چكيده به لاتين
According to the increasing amount of music pieces, in recent years, many researches have been conducted in the field of Music Information Retrieval. One of most known methods in this field is based on audio fingerprints. Audio fingerprints are content-based features for representation of a music piece in order to describe that piece for a music identification system. Philips method is one of the basic methods for identifying music. In Philips method, audio signal is divided into overlapping frames and each frame is divided into 33 sub-band frequencies using a filter bank. 32 bit fingerprint is generated using energy of theses frequency bands. One drawback of Philips basic method is its weakness for music identification in noisy conditions.
In this thesis, two approaches are proposed to overcome this drawback.

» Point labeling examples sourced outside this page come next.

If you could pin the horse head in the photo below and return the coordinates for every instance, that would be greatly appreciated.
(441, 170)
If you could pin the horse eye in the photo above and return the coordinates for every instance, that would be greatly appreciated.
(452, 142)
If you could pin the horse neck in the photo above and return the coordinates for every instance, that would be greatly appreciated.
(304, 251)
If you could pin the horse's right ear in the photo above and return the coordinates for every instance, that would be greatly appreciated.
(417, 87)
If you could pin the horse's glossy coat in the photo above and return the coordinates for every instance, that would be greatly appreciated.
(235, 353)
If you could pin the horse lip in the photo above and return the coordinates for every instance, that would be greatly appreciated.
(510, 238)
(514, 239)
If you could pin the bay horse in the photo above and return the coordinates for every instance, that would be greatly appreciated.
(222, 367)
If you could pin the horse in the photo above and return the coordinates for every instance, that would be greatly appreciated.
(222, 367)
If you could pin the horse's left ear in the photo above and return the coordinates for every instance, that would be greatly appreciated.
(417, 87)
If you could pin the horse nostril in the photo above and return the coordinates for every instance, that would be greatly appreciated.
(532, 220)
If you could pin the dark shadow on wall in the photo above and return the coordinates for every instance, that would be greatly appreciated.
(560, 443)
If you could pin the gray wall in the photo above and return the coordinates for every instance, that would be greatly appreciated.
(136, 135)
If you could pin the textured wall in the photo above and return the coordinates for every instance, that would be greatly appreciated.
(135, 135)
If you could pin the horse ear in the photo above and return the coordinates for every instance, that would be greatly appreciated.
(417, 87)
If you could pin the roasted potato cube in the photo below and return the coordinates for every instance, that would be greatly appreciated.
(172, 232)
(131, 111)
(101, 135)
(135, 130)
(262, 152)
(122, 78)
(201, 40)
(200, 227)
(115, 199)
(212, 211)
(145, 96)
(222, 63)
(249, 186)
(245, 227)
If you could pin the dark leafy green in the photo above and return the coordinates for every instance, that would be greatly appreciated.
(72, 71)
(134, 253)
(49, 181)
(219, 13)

In the first approach, fingerprint bits are generated using 3 frequency bands. Furthermore, a power mask is used. A power mask is a weight matrix for the fingerprint bits which weight bits based on probability of their contamination with noise such that clean bits have more effects on identifying music pieces. In second proposed approach, wavelet transform is used for extracting features in time-frequency domain. In this way, it is possible to analyze the signal at different level of details.
The experiments are performed on 250 audio tracks with length of 15 seconds selected from GTZAN dataset. Results show that for identifying music pieces in noisy conditions, the average of accuracy increases from 86.06 to 96.06 for the first approach where identification speed has not increased. On the other hand, average of accuracy in the second approach increase from 86.06 to 99.6 with more computational cost.